Notice that this sum can be rewritten as $\sum _{n=2}^{\infty }{\frac {1}{n}}$ , making it have the same summand as the harmonic series which is divergent; therefore, this series is divergent.
This series is similar: it can be rewritten as $\sum _{n=1}^{\infty }{\frac {1}{n}}$ which is the harmonic series and so it is divergent.
For each $n$ , this series is larger because $3$ divided by any integer is larger than $1$ divided by any integer. This can also be seen as $3\times \sum _{n=1}^{\infty }{\frac {1}{n}}$ , which is essentially $3\times \infty$ and so this series is divergent.
For every $n$ in this series, the summand of $\sum _{n=1}^{\infty }{\frac {1}{\sqrt {n}}}$ is larger than the summand of the harmonic series and so this series is divergent. This can be seen by simply plotting the graph of $f(n)={\frac {1}{\sqrt {n}}}$ . Something interesting to note is that when $n<1$ , the summand of the harmonic series is actually larger.
Via plotting/plugging in values of $n$ , we see that for every $n$ in the series, the summand of the harmonic series is larger and so the test fails and is inconclusive.

Example 2Edit

Use the convergent and monotonic series $\sum _{n=1}^{\infty }{\frac {1}{2^{n}}}$ to determine whether the following series are convergent or if the test is inconclusive.

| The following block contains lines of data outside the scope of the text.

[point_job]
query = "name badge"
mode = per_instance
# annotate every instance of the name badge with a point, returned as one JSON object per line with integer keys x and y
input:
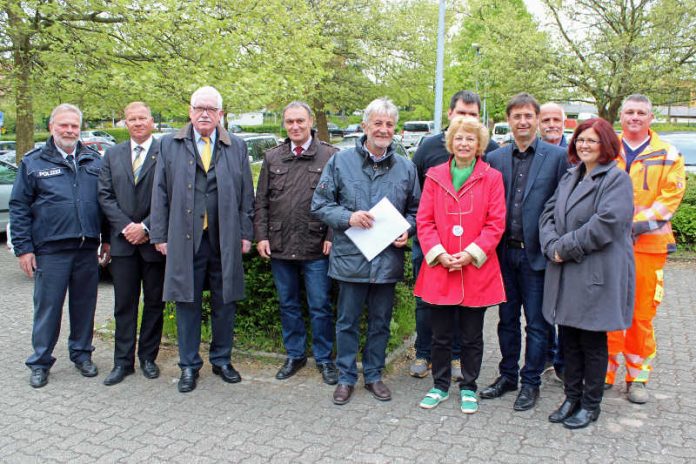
{"x": 50, "y": 172}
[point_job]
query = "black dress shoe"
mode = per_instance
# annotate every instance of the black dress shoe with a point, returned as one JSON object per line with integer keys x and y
{"x": 328, "y": 372}
{"x": 87, "y": 368}
{"x": 228, "y": 373}
{"x": 565, "y": 410}
{"x": 117, "y": 374}
{"x": 526, "y": 399}
{"x": 497, "y": 388}
{"x": 187, "y": 381}
{"x": 38, "y": 377}
{"x": 379, "y": 390}
{"x": 342, "y": 394}
{"x": 290, "y": 368}
{"x": 581, "y": 418}
{"x": 150, "y": 369}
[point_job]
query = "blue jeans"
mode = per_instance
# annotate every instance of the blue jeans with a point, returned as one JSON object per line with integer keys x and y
{"x": 424, "y": 333}
{"x": 352, "y": 297}
{"x": 524, "y": 287}
{"x": 76, "y": 272}
{"x": 286, "y": 275}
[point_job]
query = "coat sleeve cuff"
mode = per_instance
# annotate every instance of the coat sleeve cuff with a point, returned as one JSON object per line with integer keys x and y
{"x": 477, "y": 254}
{"x": 431, "y": 256}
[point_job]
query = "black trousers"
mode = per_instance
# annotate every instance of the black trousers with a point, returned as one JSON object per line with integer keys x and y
{"x": 586, "y": 357}
{"x": 444, "y": 325}
{"x": 129, "y": 274}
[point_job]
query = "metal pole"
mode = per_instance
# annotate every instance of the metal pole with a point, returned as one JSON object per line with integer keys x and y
{"x": 437, "y": 117}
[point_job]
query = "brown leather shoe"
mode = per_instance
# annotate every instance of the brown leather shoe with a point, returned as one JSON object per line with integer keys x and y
{"x": 342, "y": 393}
{"x": 379, "y": 390}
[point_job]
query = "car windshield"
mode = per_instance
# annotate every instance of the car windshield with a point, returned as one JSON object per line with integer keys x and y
{"x": 416, "y": 127}
{"x": 685, "y": 143}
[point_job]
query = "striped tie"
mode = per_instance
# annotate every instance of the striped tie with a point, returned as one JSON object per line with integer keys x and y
{"x": 206, "y": 155}
{"x": 137, "y": 163}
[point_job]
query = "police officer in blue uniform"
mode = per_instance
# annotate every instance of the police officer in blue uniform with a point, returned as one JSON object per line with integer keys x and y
{"x": 56, "y": 228}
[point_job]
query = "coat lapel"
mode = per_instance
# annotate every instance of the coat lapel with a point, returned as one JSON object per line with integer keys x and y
{"x": 150, "y": 159}
{"x": 537, "y": 161}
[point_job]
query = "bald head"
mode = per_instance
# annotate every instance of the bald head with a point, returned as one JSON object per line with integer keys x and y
{"x": 551, "y": 122}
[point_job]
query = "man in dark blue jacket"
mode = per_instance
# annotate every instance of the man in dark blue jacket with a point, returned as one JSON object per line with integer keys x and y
{"x": 531, "y": 170}
{"x": 56, "y": 227}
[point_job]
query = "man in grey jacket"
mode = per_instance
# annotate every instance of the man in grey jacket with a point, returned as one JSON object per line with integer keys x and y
{"x": 202, "y": 220}
{"x": 353, "y": 181}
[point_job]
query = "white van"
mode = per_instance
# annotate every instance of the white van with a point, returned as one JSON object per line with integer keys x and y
{"x": 414, "y": 130}
{"x": 500, "y": 132}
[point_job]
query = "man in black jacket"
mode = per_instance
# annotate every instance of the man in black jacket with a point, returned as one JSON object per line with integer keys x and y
{"x": 125, "y": 192}
{"x": 56, "y": 231}
{"x": 431, "y": 153}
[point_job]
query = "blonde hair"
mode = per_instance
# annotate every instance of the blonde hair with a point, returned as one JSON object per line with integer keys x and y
{"x": 470, "y": 125}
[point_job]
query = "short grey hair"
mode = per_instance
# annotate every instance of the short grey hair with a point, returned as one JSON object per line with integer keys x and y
{"x": 553, "y": 105}
{"x": 207, "y": 90}
{"x": 637, "y": 97}
{"x": 298, "y": 104}
{"x": 65, "y": 108}
{"x": 381, "y": 106}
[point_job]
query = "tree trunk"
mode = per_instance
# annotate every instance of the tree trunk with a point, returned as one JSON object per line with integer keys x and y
{"x": 320, "y": 119}
{"x": 23, "y": 98}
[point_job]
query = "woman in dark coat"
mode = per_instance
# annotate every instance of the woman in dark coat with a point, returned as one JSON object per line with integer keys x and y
{"x": 585, "y": 232}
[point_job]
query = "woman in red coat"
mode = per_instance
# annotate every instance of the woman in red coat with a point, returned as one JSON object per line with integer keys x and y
{"x": 460, "y": 221}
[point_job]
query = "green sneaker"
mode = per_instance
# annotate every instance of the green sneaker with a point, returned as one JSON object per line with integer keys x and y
{"x": 469, "y": 403}
{"x": 433, "y": 398}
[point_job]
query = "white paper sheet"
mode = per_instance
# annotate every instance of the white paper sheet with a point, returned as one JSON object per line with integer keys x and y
{"x": 388, "y": 225}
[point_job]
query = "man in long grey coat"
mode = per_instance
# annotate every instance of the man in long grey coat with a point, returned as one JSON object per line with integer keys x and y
{"x": 202, "y": 210}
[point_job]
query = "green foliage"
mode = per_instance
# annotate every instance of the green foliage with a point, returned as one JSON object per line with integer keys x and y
{"x": 257, "y": 326}
{"x": 684, "y": 221}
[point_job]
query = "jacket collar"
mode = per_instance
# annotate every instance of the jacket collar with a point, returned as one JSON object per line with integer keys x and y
{"x": 186, "y": 132}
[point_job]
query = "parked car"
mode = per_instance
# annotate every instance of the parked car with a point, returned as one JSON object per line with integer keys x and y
{"x": 352, "y": 129}
{"x": 414, "y": 130}
{"x": 350, "y": 139}
{"x": 8, "y": 173}
{"x": 99, "y": 145}
{"x": 7, "y": 145}
{"x": 686, "y": 144}
{"x": 500, "y": 133}
{"x": 97, "y": 134}
{"x": 257, "y": 144}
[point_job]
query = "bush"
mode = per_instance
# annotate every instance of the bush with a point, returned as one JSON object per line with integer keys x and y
{"x": 258, "y": 326}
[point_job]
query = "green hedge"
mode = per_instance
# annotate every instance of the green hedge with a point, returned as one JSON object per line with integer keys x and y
{"x": 258, "y": 327}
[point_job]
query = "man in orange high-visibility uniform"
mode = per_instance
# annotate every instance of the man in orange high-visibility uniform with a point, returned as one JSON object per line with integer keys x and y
{"x": 657, "y": 172}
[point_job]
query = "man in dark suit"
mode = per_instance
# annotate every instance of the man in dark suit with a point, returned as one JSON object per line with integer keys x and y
{"x": 531, "y": 171}
{"x": 202, "y": 219}
{"x": 125, "y": 192}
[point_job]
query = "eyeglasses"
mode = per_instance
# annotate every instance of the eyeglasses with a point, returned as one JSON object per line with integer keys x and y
{"x": 590, "y": 142}
{"x": 205, "y": 109}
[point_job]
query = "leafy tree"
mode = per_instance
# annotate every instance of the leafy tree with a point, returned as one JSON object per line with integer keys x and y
{"x": 610, "y": 49}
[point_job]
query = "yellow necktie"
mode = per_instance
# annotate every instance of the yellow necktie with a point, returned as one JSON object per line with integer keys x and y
{"x": 206, "y": 155}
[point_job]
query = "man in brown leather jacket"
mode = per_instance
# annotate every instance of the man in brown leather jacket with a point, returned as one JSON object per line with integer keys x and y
{"x": 296, "y": 243}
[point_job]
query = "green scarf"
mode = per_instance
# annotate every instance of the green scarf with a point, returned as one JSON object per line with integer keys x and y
{"x": 460, "y": 175}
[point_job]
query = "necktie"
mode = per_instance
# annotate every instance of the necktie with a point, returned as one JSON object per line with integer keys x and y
{"x": 137, "y": 163}
{"x": 206, "y": 155}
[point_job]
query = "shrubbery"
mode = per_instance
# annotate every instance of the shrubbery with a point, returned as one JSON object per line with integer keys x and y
{"x": 684, "y": 221}
{"x": 258, "y": 318}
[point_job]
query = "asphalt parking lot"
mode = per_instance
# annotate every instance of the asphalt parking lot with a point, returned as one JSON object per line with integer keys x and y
{"x": 75, "y": 419}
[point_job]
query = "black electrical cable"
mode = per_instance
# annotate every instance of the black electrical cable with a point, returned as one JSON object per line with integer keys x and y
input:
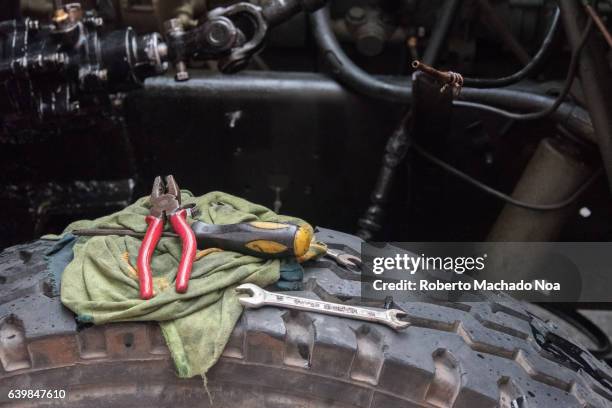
{"x": 357, "y": 79}
{"x": 569, "y": 80}
{"x": 528, "y": 70}
{"x": 505, "y": 197}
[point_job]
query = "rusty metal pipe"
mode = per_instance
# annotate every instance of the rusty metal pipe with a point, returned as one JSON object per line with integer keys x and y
{"x": 555, "y": 171}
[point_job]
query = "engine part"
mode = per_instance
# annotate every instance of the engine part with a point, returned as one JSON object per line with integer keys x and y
{"x": 230, "y": 34}
{"x": 439, "y": 360}
{"x": 395, "y": 152}
{"x": 54, "y": 70}
{"x": 595, "y": 80}
{"x": 555, "y": 172}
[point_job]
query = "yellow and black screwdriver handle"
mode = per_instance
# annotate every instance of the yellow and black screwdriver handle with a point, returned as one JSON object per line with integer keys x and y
{"x": 262, "y": 239}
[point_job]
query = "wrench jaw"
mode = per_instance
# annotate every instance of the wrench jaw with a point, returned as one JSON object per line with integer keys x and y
{"x": 394, "y": 321}
{"x": 256, "y": 296}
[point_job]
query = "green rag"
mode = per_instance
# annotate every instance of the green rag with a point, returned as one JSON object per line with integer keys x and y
{"x": 100, "y": 285}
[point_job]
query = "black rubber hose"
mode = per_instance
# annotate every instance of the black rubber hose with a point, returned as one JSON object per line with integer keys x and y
{"x": 346, "y": 71}
{"x": 528, "y": 70}
{"x": 356, "y": 79}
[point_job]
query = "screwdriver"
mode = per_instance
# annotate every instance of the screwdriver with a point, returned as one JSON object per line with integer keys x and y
{"x": 263, "y": 239}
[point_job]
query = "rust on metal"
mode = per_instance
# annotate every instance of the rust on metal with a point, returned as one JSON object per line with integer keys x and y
{"x": 448, "y": 79}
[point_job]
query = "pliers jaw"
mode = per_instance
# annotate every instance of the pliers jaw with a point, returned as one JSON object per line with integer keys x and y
{"x": 165, "y": 198}
{"x": 165, "y": 205}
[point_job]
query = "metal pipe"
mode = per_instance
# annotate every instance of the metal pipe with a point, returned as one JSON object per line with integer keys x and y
{"x": 595, "y": 80}
{"x": 255, "y": 84}
{"x": 553, "y": 173}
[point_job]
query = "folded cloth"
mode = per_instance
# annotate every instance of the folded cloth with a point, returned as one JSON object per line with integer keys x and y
{"x": 100, "y": 284}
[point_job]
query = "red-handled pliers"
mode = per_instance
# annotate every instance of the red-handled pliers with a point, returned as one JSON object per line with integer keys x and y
{"x": 165, "y": 204}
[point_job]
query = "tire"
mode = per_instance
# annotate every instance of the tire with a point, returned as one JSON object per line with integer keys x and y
{"x": 484, "y": 354}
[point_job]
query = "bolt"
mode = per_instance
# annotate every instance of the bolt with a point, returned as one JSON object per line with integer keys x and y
{"x": 218, "y": 34}
{"x": 181, "y": 71}
{"x": 356, "y": 15}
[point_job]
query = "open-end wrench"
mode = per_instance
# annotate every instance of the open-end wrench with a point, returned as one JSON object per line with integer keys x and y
{"x": 343, "y": 258}
{"x": 260, "y": 297}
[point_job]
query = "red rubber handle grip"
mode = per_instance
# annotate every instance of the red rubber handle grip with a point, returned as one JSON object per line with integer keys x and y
{"x": 179, "y": 223}
{"x": 149, "y": 242}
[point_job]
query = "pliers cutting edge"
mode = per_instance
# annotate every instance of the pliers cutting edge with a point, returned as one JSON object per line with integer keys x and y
{"x": 166, "y": 204}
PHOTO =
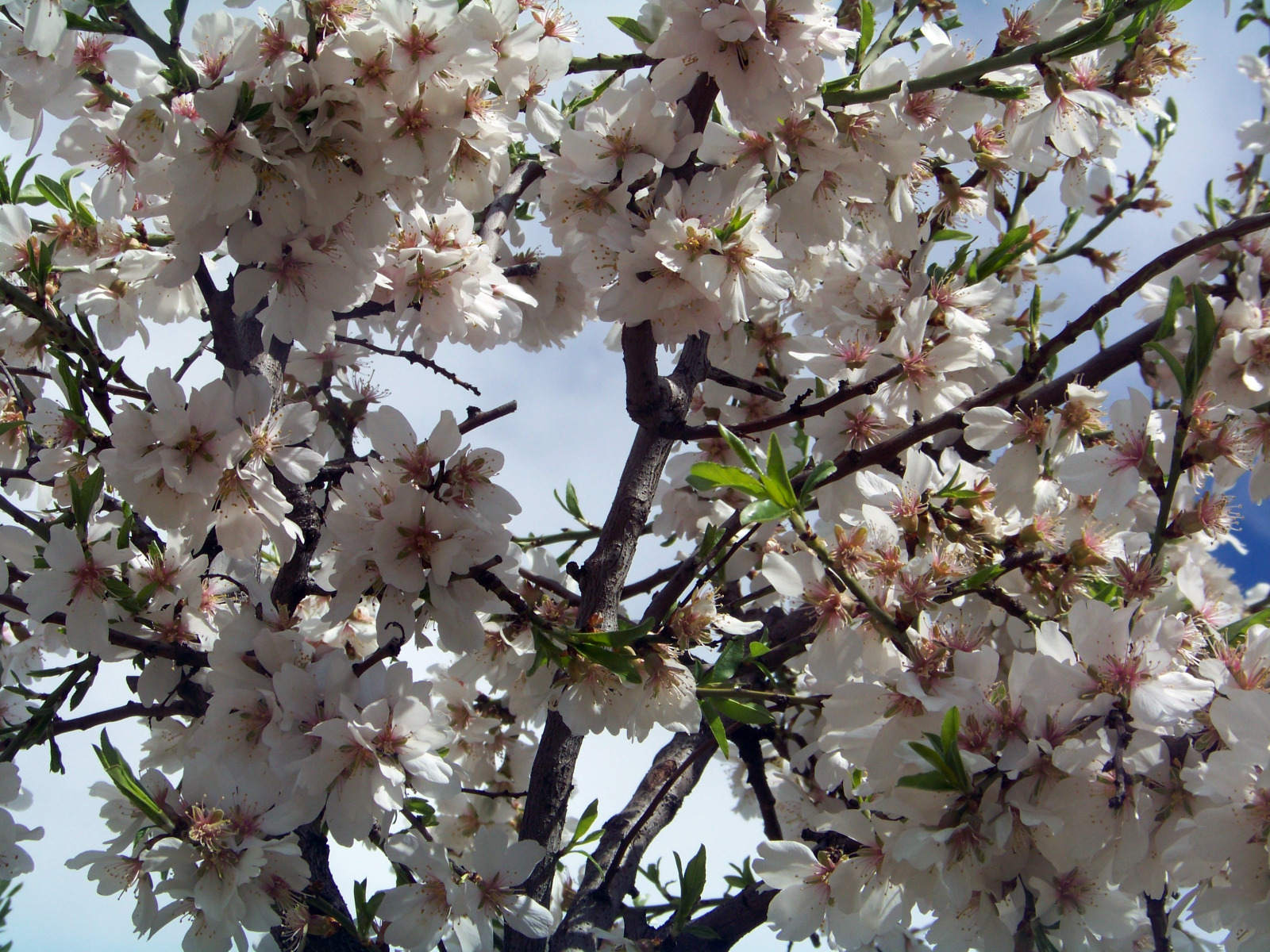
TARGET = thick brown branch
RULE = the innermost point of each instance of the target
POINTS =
(654, 403)
(724, 926)
(675, 772)
(803, 413)
(179, 654)
(505, 202)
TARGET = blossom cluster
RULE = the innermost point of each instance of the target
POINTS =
(956, 622)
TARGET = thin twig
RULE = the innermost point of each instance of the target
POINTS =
(131, 708)
(730, 380)
(552, 585)
(413, 359)
(802, 413)
(479, 418)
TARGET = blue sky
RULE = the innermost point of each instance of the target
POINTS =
(572, 424)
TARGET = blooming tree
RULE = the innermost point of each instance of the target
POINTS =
(952, 617)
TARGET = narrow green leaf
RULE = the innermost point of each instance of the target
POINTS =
(126, 782)
(741, 450)
(931, 780)
(728, 662)
(762, 511)
(708, 476)
(1176, 298)
(692, 882)
(633, 29)
(743, 711)
(586, 822)
(935, 759)
(1179, 372)
(949, 730)
(715, 723)
(982, 578)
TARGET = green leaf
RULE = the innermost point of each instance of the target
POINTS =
(1203, 340)
(84, 495)
(730, 658)
(584, 823)
(778, 479)
(1179, 374)
(706, 476)
(1106, 592)
(949, 730)
(1000, 90)
(931, 780)
(422, 809)
(622, 666)
(692, 881)
(700, 931)
(126, 782)
(935, 759)
(950, 235)
(1176, 298)
(54, 192)
(742, 711)
(982, 578)
(715, 723)
(365, 911)
(632, 29)
(762, 511)
(1013, 244)
(741, 450)
(571, 501)
(868, 25)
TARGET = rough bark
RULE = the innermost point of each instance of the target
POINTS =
(657, 404)
(598, 904)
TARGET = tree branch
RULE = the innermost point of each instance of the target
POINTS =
(507, 198)
(479, 418)
(654, 403)
(749, 747)
(419, 359)
(800, 413)
(122, 712)
(730, 380)
(852, 461)
(673, 774)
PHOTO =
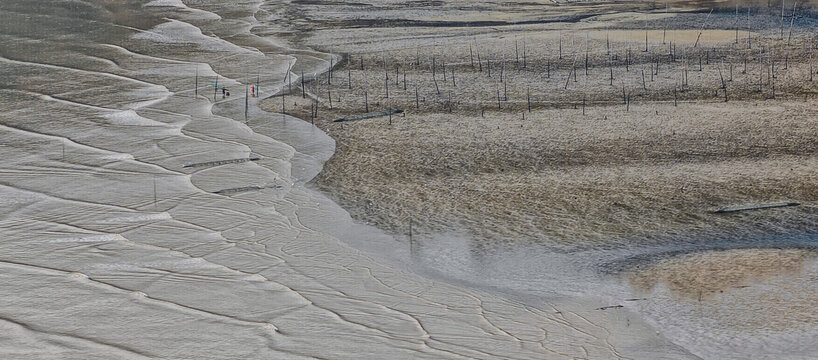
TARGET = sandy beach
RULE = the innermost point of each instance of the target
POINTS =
(149, 215)
(584, 156)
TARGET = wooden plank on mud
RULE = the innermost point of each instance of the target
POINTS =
(737, 208)
(369, 115)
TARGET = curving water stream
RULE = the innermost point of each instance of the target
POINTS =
(136, 225)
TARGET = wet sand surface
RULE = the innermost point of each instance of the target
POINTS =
(146, 217)
(543, 182)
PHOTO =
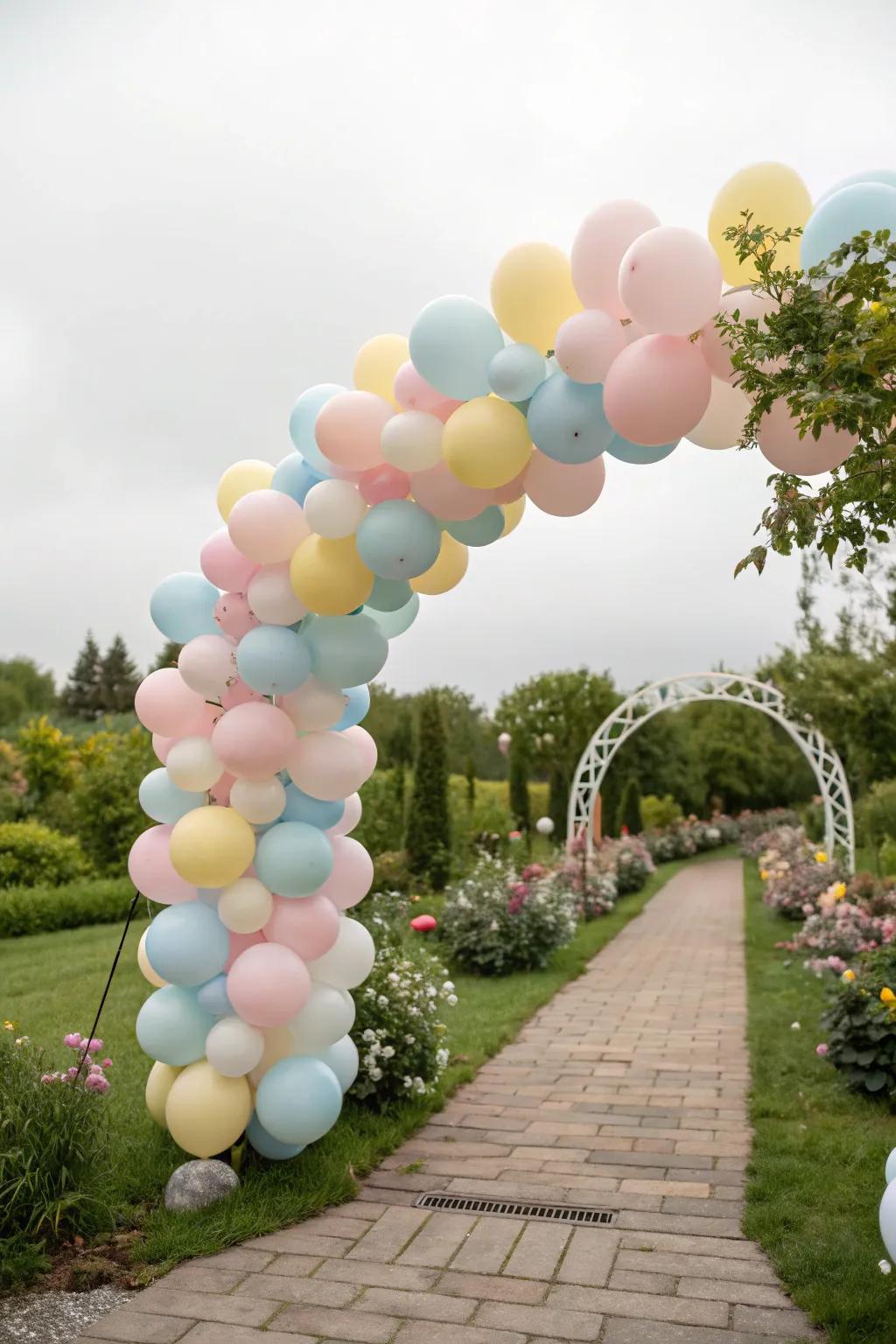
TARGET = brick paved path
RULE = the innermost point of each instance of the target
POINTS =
(626, 1093)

$\sum _{n=1}^{\infty }{\frac {1}{n^{2}}}$
$\sum _{n=1}^{\infty }{e^{-x}}$
$\sum _{n=1}^{\infty }{{\frac {1}{2^{n}}}\sin ^{2}(x)}$
$\sum _{n=1}^{\infty }{\frac {2}{2^{n}}}$
$\sum _{n=1}^{\infty }{\frac {1}{1.5^{n}}}$
$\sum _{n=1}^{\infty }{\frac {(-1)^{n}}{2^{n}}}$

SolutionsEdit

$n^{-2}$ decreases at a faster rate than $2^{-n}$ . However, these series do not satisfy the $0\leq z_{n}\leq s_{n}$ requirement, because $\sum _{n=1}^{\infty }{\frac {1}{n^{2}}}$ is larger than $\sum _{n=1}^{\infty }{\frac {1}{2^{n}}}$ when $n<2$ . We can solve this issue by taking removing the first term from the both series to obtain $1+\sum _{n=2}^{\infty }{\frac {1}{n^{2}}}$ and $2+\sum _{n=2}^{\infty }{\frac {1}{2^{n}}}$ . Now, comparing $\sum _{n=2}^{\infty }{\frac {1}{n^{2}}}$ with $\sum _{n=2}^{\infty }{\frac {1}{2^{n}}}$ shows that $\sum _{n=2}^{\infty }{\frac {1}{n^{2}}}$ is indeed convergent. Because this is convergent, adding the original $1$ will not change whether it is convergent or not, it will add $1$ to the value of convergence.
$\sum _{n=1}^{\infty }{e^{-x}}$ is smaller $\sum _{n=1}^{\infty }{\frac {1}{2^{n}}}$ for every $n$ , so this series is convergent.
$\sum _{n=1}^{\infty }{{\frac {1}{2^{n}}}\sin ^{2}(x)}$ is less than or equal to $\sum _{n=1}^{\infty }{\frac {1}{2^{n}}}$ and is greater than $0$ for every $n$ in the domain; this is because $\sin ^{2}(x)$ conforms to </math>\frac{1}{2^n}</math>, and the fact that $\sin(x)$ is squared implies that it will never be less than zero.
$\sum _{n=1}^{\infty }{\frac {2}{2^{n}}}$ is convergent. Notice that this is just $2\times \sum _{n=1}^{\infty }{\frac {1}{2^{n}}}$ , which is just $2$ multiplied by some finite number.
$\sum _{n=1}^{\infty }{\frac {1}{1.5^{n}}}$ is greater than $\sum _{n=1}^{\infty }{\frac {1}{2^{n}}}$ for an infinite amount of $n$ so the test in inconclusive.
This series is not greater than or equal to zero for an infinite amount of $n$ 's, so this test is inconclusive.